What happened? Did producers dumb things down to please the casual sensibilities of a younger, more desirable viewer cohort? It’s as though the Queen, in an effort to relate to her following of superannuated, Coronation Street-watching devotees, took her walkabout in elastic-waist pants and a pair of these.

Was it pandering to a younger crowd when the hosts bragged about not having watched any of the films? (Like . . . ermigaaaad . . . like, that’s so much work!) Or the cheery dance number as In Memoriam scrolled in the background (Ermigaad. Dying is such a downer.). Or all those Marvel promotions shoehorned throughout? Even the editing had an amateurish feel. This crescendo of shabbiness and vulgarity rose to its peak with the Slap Heard Around the World.
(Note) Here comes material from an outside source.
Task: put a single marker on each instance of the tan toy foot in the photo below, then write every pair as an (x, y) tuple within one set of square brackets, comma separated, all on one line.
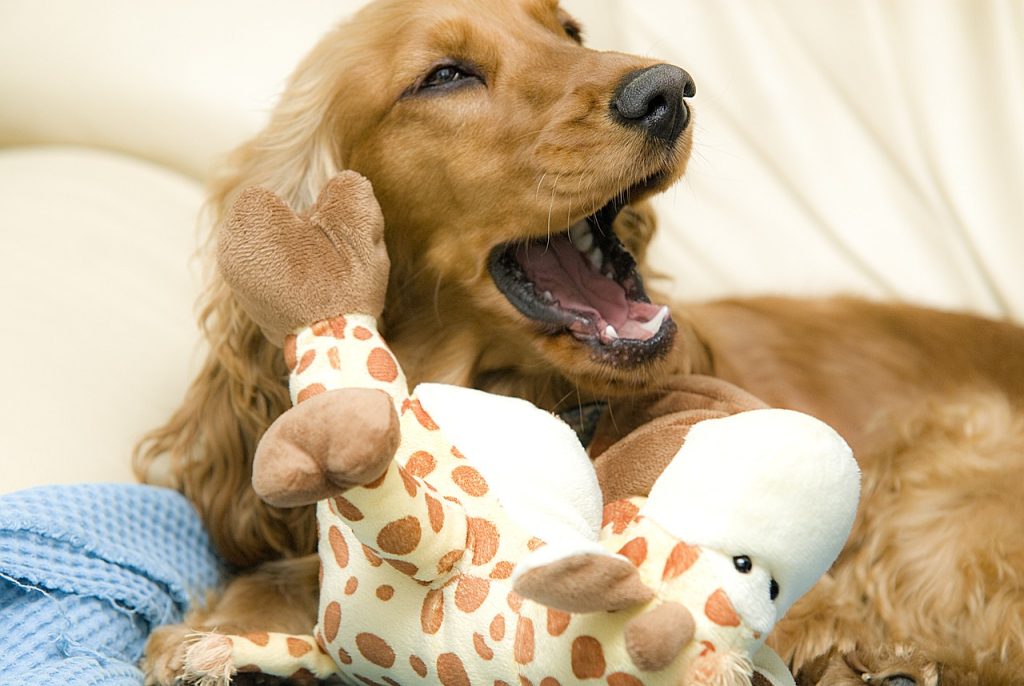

The volume of interest in the Will Smith-Chris Rock brouhaha put a lot of noses out of joint. Apparently it indicated our unchecked, civilization-ending shallowness or something. That or you were a sucker for buying it. It was a setup—like Howard Beale’s onscreen murder in Network.

Ahem. If I may . . . nobody but nobody connected to that broadcast wished for the squalid incursion of a scene straight out of a VIP Beverly Hills nightclub, where someone is always a line of coke or a shot of Ketel One away from starting a brawl. Like all spontaneous combustions, this one happened in the blink of an eye. One second it’s King of Hollywood Will Smith, glowing triumphantly. The next it’s insecure, incandescent cuckold Will Smith, ranting and swearing. Then it’s Will Smith making a simultaneously self-pitying and self-aggrandizing acceptance speech.

The Academy hates swearing. Even in the year 2022, it still strives for the pretense of wholesomeness—perhaps more than ever in the wake of #metoo. Harvey Weinstein had his hand in 341 nominations. It was at the Academy Awards that Meryl Streep—a three-time Oscar winner and 21-time nominee—stuck her nose up Weinstein’s ass by calling him ‘god.’

Like Sally Field, the Oscars long for us to like them. Why else would they keep pulling one rabbit after another out of their hat to please us—including promises to be less white, less political and less long. Yet they only manage to be less funny, which is why there’s a growing feeling of ‘burn it all down’ in the air during awards season.

Asked for comment on the Slap incident, Fran Liebowitz expressed bewilderment that the Oscars still exists, comparing it to watching a butter-churning contest. When the Academy announced it would ban Will Smith from attending the awards for ten years, Twitter’s hot take was basically will there be an Academy Awards in ten years? Also . . . hey Oscars. Millions of us have already imposed voluntary lifetime bans. On ourselves.

Some of us are rooting for the Oscars though—and not just for old time’s sake. They keep movie-makers on their toes, inspiring them to continue shooting for greatness. Without the Oscars, Hollywood has no reason to produce anything but sequels, remakes and board game adaptations. We’ll have one less reason to swear at the TV when a more deserving film gets picked over for some Oscar-baity crowd-pleaser.